Some Catholic schools in Chicago Archdiocese will close

SHARE Some Catholic schools in Chicago Archdiocese will close

UPDATE: Closed schools include one in Skokie and another in Highwood.

Citing rising costs and low enrollment, Cardinal Francis George has said some Archdiocese Schools will be closed or consolidated.

George made the announcement in Catholic New World, the Archdiocese of Chicago’s newspaper.

“We will not be able to maintain all schools in their current form,” George wrote in a column that did not identify any specific schools targeted under the plan.

“Some school communities will be welcomed into healthier schools to bolster them further. Others will come together to form a new consolidated school that will use the best of the schools’ buildings, teachers resources and program approaches.”

The news should not surprise some of the schools, as the archdiocese was sending signals earlier this year to those that were at a critical point.
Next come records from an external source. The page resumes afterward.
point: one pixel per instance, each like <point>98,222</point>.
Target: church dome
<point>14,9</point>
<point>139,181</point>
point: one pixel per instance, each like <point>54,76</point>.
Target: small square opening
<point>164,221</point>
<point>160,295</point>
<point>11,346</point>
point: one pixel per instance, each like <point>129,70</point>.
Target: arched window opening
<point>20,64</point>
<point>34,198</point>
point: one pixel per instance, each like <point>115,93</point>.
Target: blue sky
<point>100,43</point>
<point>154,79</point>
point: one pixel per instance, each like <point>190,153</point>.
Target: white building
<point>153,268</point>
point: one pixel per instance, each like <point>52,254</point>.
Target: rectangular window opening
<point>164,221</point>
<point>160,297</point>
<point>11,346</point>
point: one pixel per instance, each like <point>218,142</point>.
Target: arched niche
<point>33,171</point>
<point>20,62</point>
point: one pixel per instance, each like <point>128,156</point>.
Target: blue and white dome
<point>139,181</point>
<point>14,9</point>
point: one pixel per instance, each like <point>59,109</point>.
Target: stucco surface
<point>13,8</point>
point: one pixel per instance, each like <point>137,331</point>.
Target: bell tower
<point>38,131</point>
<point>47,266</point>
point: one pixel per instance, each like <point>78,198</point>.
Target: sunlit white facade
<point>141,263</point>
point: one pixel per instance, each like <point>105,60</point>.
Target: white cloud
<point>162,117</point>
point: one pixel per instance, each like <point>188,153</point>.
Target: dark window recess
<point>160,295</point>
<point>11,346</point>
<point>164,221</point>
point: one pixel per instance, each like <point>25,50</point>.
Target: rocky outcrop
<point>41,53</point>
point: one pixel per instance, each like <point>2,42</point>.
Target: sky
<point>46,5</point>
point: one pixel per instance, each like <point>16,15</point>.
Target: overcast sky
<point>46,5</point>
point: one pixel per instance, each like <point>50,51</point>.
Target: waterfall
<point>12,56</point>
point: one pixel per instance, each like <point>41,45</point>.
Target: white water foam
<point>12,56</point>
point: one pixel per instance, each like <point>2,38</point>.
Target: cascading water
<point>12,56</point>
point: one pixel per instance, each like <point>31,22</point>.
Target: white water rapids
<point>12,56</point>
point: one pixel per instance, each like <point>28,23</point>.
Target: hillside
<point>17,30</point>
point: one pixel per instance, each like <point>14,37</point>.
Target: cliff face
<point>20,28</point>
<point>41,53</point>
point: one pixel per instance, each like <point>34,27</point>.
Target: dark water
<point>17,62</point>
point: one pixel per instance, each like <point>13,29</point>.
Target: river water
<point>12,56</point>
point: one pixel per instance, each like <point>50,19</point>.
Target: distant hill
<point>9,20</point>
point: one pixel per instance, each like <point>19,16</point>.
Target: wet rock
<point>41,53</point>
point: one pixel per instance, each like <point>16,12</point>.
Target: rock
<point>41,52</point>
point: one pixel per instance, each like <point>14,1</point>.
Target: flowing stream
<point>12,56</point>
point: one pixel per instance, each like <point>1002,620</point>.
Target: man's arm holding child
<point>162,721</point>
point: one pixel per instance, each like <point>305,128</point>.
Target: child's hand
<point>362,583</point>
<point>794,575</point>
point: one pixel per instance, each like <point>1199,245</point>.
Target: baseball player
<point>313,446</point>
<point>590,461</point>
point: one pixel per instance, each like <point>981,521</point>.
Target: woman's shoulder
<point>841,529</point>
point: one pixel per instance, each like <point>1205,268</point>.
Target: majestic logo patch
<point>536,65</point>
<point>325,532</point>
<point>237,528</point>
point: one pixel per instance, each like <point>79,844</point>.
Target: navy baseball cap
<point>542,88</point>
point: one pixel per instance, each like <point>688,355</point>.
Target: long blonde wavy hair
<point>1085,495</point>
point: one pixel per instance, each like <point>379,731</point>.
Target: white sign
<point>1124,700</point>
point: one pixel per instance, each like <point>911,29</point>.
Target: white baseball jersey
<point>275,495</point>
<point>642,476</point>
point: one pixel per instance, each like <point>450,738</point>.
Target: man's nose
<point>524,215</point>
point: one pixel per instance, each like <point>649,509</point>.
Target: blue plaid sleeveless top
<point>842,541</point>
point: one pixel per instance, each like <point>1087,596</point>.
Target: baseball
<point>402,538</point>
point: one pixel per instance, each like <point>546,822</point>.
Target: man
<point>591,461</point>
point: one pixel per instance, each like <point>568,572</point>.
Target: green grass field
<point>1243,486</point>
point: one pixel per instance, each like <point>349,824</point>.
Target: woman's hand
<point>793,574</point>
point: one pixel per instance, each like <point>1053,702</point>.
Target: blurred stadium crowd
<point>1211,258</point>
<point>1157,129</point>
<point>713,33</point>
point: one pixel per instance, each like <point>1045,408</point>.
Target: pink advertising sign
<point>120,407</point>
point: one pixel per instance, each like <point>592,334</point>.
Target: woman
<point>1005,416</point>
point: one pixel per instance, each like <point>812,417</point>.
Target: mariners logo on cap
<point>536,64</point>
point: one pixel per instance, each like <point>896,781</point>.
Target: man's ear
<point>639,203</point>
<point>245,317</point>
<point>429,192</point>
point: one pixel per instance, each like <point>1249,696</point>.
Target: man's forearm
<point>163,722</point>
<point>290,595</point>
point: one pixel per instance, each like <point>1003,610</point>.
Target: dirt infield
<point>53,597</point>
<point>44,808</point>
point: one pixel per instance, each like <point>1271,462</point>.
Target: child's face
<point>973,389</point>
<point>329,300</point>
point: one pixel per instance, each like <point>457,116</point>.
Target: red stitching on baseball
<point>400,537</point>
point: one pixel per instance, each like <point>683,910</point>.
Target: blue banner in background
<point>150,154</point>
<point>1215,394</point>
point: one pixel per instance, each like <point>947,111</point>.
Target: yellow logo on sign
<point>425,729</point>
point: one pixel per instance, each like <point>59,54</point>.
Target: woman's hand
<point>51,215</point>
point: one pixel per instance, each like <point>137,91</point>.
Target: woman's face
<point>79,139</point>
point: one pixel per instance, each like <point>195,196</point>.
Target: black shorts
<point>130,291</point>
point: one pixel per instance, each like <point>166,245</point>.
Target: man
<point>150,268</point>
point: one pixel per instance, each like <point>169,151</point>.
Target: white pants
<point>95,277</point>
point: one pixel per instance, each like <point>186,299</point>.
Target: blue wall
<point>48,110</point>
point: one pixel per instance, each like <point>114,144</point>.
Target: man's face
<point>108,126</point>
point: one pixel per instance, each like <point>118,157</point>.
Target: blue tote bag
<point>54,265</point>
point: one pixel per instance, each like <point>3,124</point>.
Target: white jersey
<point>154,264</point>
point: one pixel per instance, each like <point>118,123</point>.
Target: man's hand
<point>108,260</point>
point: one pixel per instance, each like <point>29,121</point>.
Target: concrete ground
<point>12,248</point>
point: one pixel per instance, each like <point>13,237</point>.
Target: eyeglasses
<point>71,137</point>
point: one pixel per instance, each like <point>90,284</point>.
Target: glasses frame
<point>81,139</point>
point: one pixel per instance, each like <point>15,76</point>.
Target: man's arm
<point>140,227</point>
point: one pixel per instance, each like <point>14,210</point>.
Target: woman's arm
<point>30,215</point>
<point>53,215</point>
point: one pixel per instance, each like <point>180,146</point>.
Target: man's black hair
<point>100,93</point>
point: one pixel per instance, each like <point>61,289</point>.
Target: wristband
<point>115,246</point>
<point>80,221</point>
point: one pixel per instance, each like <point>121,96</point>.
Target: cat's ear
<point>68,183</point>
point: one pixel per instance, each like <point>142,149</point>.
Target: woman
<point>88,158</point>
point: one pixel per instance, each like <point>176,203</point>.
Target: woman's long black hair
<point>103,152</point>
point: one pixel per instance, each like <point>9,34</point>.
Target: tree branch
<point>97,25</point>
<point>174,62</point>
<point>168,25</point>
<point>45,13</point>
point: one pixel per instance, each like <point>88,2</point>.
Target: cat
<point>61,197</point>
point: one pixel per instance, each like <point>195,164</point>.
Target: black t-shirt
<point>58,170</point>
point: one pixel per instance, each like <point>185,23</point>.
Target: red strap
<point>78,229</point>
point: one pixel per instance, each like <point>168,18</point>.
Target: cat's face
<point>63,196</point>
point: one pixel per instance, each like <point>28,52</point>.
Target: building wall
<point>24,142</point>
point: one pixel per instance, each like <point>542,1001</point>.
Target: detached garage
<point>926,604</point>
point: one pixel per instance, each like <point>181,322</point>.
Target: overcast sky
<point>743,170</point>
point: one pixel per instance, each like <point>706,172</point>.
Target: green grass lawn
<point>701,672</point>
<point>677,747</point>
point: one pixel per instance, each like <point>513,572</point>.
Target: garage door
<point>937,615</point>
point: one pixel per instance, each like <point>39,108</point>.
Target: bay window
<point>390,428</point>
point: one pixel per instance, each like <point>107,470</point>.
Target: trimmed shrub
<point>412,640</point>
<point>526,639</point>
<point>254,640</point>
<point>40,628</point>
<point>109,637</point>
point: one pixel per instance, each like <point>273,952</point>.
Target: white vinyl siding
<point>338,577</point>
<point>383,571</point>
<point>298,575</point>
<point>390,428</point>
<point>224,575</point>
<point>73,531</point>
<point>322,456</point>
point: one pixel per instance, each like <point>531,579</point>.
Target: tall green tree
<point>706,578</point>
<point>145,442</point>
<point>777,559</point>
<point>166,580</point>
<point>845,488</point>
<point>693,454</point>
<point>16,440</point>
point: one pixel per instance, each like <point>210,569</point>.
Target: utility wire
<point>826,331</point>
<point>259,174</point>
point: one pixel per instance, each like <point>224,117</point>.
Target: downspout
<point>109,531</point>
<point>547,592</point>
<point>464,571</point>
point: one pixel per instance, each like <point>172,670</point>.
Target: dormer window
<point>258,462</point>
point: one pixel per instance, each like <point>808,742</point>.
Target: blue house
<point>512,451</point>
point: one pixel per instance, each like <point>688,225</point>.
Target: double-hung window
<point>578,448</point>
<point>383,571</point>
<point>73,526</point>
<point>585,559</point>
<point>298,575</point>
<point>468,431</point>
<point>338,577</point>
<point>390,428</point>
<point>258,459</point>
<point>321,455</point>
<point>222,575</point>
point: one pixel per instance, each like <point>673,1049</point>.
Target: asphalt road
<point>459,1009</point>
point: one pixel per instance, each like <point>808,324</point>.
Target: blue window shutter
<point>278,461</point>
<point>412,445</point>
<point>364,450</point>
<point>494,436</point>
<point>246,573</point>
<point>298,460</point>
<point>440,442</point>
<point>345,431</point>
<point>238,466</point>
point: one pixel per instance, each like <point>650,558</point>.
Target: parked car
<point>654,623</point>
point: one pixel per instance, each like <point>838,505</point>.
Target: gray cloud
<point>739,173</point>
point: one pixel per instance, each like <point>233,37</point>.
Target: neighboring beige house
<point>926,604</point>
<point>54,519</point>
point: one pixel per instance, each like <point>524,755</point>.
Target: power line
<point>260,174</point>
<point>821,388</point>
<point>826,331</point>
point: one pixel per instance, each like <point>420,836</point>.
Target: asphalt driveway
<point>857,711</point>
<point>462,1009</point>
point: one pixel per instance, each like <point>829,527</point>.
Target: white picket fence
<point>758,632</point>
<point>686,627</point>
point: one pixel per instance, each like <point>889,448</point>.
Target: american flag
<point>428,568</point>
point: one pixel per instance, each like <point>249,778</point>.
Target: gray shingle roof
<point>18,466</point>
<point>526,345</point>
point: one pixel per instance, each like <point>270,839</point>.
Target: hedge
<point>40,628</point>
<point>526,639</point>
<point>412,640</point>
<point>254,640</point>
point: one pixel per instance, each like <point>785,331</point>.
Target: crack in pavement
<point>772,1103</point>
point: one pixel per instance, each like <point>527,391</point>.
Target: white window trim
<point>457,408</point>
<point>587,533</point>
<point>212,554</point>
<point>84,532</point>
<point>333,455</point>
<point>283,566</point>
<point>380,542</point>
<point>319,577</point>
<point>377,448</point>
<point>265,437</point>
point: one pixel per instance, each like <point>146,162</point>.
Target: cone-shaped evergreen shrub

“A fairly large group of schools at risk have an average enrollment of only 145, well below the required minimum of 225,” George wrote.

Meetings were held with those at-risk schools in May to notify them of their status, George wrote. But “many of these schools were not able to grow in student numbers” he added.

“Supporting many low enrollment schools, particularly those with demographic challenges, spreads our scarce resources very thin and limits our ability to invest dollars in strengthening viable school offerings for our students.”

The Archdiocese school system currently educates more than 82,000 Chicago-area children in 240 elementary and high schools, George wrote.

“We remain as committed as ever to Catholic education, and we believe a more appropriately sized network will enable us to strengthen our system and serve our children more effectively.”

George wrote that though operating costs are lower than at public schools, expenses have continued to rise. As a result, he wrote, “the cost of a Catholic education is now beyond what many families can afford.” Because of this, the archdiocese has helped fund school operating costs to the tune of about $165 million from local parish contributions and Archdiocesan assets over the past five years, he wrote.

Operating aid to schools from the archdiocese was more than $23 million in the 2012 fiscal year. It has declined slightly, George wrote, to $18 million in the 2014 fiscal year.

The announcement of which schools will come at 3:30 p.m. today.